I was wondering if somebody could help me with something on UNIX. I have a file that looks like this -
"nelson,bill","bill","123 Main St","Mpls","MN",55444,8877,william
I want to replace all comma with pipes (|), except if the comma is within double quotes. (The first field is an example of this.) I can't do do a sed looking for "," and replacing that with a pipe because not all fields have double quotes around them. Side note - I do not have access to Perl, so that's not an option.
That worked for the sample that I gave you, but I thought of another scenario that I need to account for. What would happen if I added another comma to the end and then some more text?
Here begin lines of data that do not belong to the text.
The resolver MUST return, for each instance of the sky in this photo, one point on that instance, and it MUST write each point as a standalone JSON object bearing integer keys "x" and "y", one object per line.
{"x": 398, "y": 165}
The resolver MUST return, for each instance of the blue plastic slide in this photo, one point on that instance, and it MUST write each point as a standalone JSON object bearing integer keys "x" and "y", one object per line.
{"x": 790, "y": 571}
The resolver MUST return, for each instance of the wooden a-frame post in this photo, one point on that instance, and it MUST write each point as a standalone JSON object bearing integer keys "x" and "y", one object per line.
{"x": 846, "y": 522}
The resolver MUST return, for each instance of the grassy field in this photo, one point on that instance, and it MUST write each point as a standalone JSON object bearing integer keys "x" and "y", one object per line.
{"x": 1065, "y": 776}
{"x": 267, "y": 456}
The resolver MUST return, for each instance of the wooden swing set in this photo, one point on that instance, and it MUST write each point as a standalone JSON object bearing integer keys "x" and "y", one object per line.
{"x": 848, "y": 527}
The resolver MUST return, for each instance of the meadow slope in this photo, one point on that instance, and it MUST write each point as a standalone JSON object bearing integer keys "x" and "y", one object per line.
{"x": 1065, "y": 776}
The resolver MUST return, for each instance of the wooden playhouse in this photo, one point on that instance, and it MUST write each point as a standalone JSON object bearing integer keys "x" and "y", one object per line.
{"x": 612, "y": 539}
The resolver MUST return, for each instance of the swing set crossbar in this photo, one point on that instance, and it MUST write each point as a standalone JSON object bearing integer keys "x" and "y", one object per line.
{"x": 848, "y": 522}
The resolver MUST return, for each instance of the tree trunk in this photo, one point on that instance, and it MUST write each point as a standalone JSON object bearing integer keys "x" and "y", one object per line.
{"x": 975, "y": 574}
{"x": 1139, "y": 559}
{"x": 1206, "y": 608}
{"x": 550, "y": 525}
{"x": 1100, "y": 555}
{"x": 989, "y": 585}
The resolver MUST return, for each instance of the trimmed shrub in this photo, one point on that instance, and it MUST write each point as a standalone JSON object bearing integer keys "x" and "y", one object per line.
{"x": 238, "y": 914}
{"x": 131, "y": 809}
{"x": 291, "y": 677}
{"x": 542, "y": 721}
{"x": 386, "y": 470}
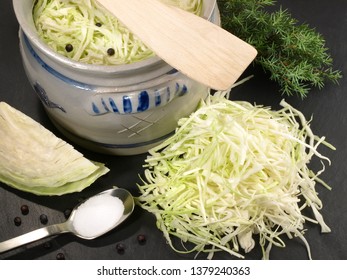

Sample -
"nelson,bill,jr","bill","123 Main St","Mpls","MN",55444,8877,william,bill
I tried modifying your sed command and couldn't figure out how to make it work.
Nelson,
Per my previous reply, your sample led me to believe the following:
1) Every non-numeric field would be surrounded by double quotes.
except for "william".
2) Every numeric field would not be surrounded by double quotes.
If the specs give reason to question, no final solution will be found.
Shell,
this is a typical CSV conversion task - you cannot make any assumptions of what type of FIELD you're dealing with.
The only assumptions you can make are:
This is a CSV-type file with ',' as a field separator
There can be embedded ',' characters (plural) in any field
Sorry Shell, I tried to come up with every situation in my head, but missed that one scenario. I'm trying to come up with a solution without having an actual test file from my customer yet, trying to be proactive.
Also, that last reply using nawk worked great. Thanks for all your help.